Cross posted from Scaling Green, and recommended reading for all Virginia legislators, members of the State Corporation Commission, Dominion Power executives, etc. Enjoy! 🙂
We wrote recently about new polling, produced for Clean Edge and SolarCity, that found enormous support among Americans for clean energy. For instance, by a nearly unanimous 87%-7% margin, Americans said that renewable energy is important to America’s future. Also, by a 74%-12% margin, U.S. homeowners “back the continuation of federal tax incentives that support the growth of solar and wind.” Americans strongly oppose, by a 61%-24% margin, efforts by electric utilities aimed at “being able to charge an additional fee for solar powered homes and businesses.” Finally, asked which energy sources they view as “most important to America’s energy future,” solar power came out on top (50% of homeowners agreed), with wind power second (42%), and energy efficiency (25) also in the top four. In contrast, fossil fuels like coal (8%) and oil (17%) scored near the bottom.

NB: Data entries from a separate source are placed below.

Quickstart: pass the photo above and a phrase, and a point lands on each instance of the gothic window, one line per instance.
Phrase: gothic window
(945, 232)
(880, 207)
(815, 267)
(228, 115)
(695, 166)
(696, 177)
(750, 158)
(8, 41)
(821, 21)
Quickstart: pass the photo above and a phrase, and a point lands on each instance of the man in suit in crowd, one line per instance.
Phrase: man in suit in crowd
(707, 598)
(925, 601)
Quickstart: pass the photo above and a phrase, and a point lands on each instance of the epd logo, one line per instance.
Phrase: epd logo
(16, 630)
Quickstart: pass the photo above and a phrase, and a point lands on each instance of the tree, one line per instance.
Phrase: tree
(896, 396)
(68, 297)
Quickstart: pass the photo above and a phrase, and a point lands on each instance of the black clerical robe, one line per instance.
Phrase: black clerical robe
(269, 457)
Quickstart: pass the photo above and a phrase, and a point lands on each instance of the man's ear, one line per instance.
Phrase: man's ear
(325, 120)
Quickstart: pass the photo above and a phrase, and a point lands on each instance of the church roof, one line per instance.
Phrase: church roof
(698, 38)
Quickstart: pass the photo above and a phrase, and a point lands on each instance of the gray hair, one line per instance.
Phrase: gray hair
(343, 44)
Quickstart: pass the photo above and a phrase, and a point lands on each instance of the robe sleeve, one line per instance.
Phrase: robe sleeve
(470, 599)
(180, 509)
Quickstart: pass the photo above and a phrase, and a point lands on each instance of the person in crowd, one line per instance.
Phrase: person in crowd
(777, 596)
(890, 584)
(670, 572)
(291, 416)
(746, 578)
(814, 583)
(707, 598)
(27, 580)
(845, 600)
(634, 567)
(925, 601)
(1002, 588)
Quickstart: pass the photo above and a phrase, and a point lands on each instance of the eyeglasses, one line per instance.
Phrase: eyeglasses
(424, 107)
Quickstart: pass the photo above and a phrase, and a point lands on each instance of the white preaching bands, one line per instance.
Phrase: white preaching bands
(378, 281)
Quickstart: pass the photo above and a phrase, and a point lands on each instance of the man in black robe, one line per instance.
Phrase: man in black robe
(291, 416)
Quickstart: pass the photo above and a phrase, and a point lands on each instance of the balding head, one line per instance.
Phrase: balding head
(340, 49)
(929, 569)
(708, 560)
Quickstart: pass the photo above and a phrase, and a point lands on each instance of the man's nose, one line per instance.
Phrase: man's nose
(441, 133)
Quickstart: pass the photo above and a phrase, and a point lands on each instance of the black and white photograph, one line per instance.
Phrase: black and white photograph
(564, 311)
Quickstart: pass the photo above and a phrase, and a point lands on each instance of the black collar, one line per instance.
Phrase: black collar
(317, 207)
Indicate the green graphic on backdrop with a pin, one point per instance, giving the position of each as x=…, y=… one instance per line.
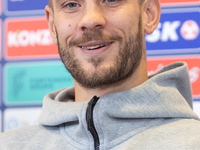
x=29, y=83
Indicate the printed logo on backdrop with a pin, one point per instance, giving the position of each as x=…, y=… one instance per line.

Today, Clean Edge and SolarCity held a webinar on these poll results, with some fascinating insights provided by Lyndon Rive of SolarCity, Ron Pernick of Clean Edge, and pollster John Zogby. A few that jumped out at us include the following.
- Lyndon Rive of SolarCity notes that while in 2009, only 2% of new power capacity installed in the U.S. was solar, during the first three quarters of 2014, that share reached a whopping 35%. In Rive’s view, solar’s share of new installed capacity in the U.S. could hit 50% over the next five years.

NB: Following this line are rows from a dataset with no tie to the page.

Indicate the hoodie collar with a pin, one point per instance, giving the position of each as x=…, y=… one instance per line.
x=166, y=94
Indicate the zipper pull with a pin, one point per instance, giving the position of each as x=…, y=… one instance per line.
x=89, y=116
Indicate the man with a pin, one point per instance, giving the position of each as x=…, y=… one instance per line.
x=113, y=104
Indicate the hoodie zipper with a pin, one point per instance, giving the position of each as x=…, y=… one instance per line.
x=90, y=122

- John Zogby said that solar and wind have moved beyond being “esoteric” to being real and visible. Zogby noted that when a homeowner sees solar being installed on a neighbor’s home, it becomes more real and more accessible.
- Zogby also argued that non-renewable energy sources have undergone the “exact opposite of a renaissance” in recent years, in part due to their perceived economic and geopolitical volatility.
- Rive argued that, despite a perception of a partisan divide on solar power, that actually solar has “total bipartisan support.” In fact, Rive noted, if you go back to the beginning of the solar tax credit, it was led by Republican Senators, and was extended for eight years by a Republican president. It’s unfortunate, in Rive’s view, that the “Solyndra blowup” turned solar into a “Democratic political football,” as “in reality it’s supported by both parties.”
- Rive made an interesting point about how the drought in the West could drive more clean energy, as solar power uses no water at all. In stark contrast, Rive explained, the amount of water used by fossil fuel-generated power plants is enormous, while if a homeowner were to install solar power, “the net effect of that is better than using no water at all.”
- With regard to political opposition at the federal and state levels to clean energy scaling, Rive argued that when you have a technology source go from 2% to 35% of new power capacity in just a few years, it’s very threatening to incumbent energy sources. In response, those incumbents are “leveraging all their political muscle” to persuade politicians to slow down the growth of clean energy.
- Even with that incumbent, fossil-fuel-industry opposition, Rive said that the attitude in Congress towards extension of the ITC has gone from “no way in hell” to “how do we make this work…get it extended” in just the last year or so. Rive also noted that in the U.S., the fossil fuel industry has over 13 permanent tax credits, and in general is highly subsidized.
- Rive recommended fighting back by educating customers to fight for their right to energy competition. Beyond that, though Rive argued that the solar industry needs to work with utilities to resolve the “natural friction” between the two industries, to make it possible for utilities to make money off the solar sector, in part by changing the utility business model to one where it becomes the manager of the “flow of energy” from “everywhere.”
- Finally, Rive commented that microgrids are growing, particularly in islands and small communities, to the point where fossil fuels are becoming the “alternative source” of energy, not solar. Rive said he sees that paradigm playing out in the future.